Mr Street said that unemployment had fallen in the region over that period and stood at 132,000 for the three months to April.
"Definite progress has been made in closing the gap in the employment rate for the West Midlands and the country as a whole," he added.
Mr Street said he was now determined to help improve the disproportionate unemployment rates in some of the areas of the region. Wolverhampton currently has 7.5 per cent of its working population claiming benefits including Universal Credit.
"We are doing everything we can to bring down the rates further and faster," he stressed.
The West Midlands Combined Authority is working with Jobcentre Plus to improve skills training.
"Over the last two years 135,000 have gone through different WMCA training schemes," he explained.
Earlier this month it announced a £515 million boost to skills training over the next three years.
Mr Street said this "war chest" would help employers find skilled people.
"For anyone attending a Jobcentre with a work coach there will be a training programme for you," he added.
"During the pandemic Jobcentres were fighting with one hand tied behind their backs. What we have seen over the last year is a real acceleration of Jobcentres putting people in to physical training and we are now seeing the benefit of that."
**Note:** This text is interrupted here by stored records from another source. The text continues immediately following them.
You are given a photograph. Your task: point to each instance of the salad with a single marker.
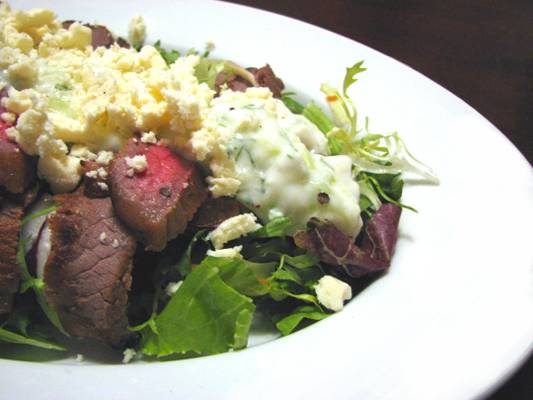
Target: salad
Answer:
(157, 203)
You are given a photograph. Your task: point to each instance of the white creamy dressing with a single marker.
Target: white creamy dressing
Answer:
(282, 163)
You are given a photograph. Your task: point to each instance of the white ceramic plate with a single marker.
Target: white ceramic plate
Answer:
(450, 320)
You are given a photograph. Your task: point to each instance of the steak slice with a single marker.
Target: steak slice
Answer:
(265, 77)
(10, 218)
(17, 170)
(102, 37)
(158, 202)
(87, 274)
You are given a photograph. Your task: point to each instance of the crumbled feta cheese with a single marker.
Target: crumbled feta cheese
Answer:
(332, 292)
(232, 252)
(82, 152)
(102, 173)
(149, 137)
(233, 228)
(94, 99)
(137, 163)
(128, 355)
(8, 117)
(103, 186)
(91, 174)
(104, 157)
(172, 287)
(103, 237)
(137, 31)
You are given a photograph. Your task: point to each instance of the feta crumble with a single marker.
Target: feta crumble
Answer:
(332, 292)
(149, 137)
(104, 157)
(233, 228)
(231, 252)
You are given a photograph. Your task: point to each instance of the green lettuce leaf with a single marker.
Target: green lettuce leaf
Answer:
(170, 56)
(351, 72)
(244, 276)
(207, 70)
(315, 114)
(36, 284)
(290, 322)
(12, 337)
(205, 316)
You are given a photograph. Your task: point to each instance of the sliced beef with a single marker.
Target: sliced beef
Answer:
(17, 170)
(335, 248)
(157, 203)
(10, 218)
(215, 210)
(101, 36)
(264, 77)
(88, 271)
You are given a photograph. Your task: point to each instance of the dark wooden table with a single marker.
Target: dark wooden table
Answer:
(481, 50)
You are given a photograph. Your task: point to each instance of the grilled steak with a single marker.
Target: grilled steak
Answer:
(17, 170)
(264, 77)
(101, 35)
(156, 202)
(10, 217)
(88, 271)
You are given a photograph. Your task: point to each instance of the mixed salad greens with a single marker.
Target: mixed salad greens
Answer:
(190, 303)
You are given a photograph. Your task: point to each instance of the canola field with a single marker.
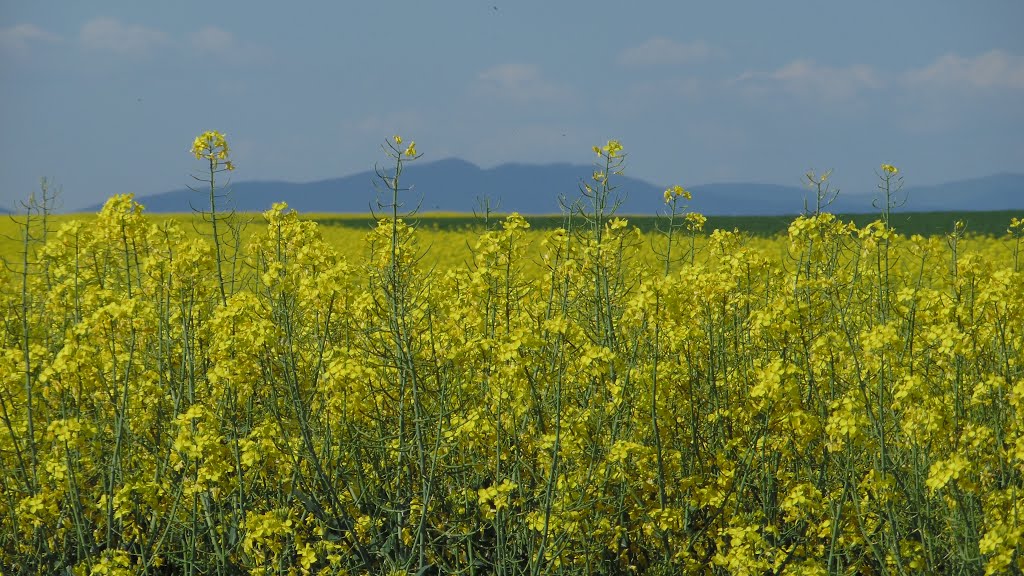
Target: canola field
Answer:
(274, 397)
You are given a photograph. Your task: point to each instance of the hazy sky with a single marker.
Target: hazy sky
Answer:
(105, 96)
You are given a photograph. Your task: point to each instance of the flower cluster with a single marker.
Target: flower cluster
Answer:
(839, 399)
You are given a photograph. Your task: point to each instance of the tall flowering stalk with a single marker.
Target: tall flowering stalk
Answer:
(212, 147)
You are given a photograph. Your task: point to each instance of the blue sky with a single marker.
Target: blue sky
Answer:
(105, 96)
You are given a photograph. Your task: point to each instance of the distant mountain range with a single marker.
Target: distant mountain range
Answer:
(456, 184)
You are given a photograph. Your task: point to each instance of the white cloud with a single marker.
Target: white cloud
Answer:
(212, 41)
(110, 35)
(663, 51)
(17, 40)
(995, 69)
(521, 83)
(804, 77)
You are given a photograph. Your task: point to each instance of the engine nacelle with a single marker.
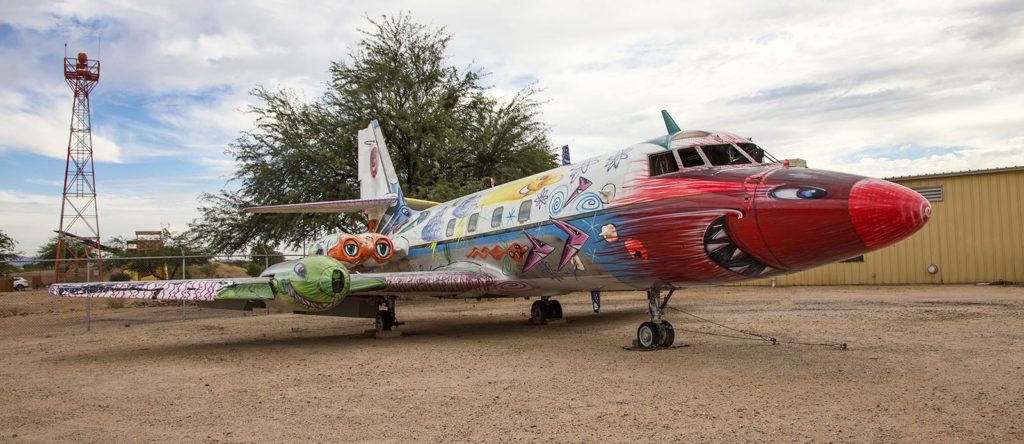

Mr Street said training was being targeted at sectors needing more skilled people including nursing, logistics, construction and digital.
"We have held one jobs event at the Hawthorns in West Bromwich for the logistics sector with details of 300 vacancies available.
"Logistics is an example of a sector where people are becoming more highly paid," he explained.
Mr Street said that it was not true that the region had been hit by a large number of people leaving the workforce as had happened in other areas of the country.
"The inactivity rate is almost the same as it was 12 months ago at 21.3 per cent," he pointed out.
He believes that the furlough scheme operating during the pandemic, a low redundancy rate in the region and a record low level of insolvencies have helped keep the unemployment rate low in the region.
"In the long term we have to think about how our regional plan for growth in new sectors across the West Midlands can be supported.
"We need to make sure people are trained in the right skills that these sectors will need," Mr Street added.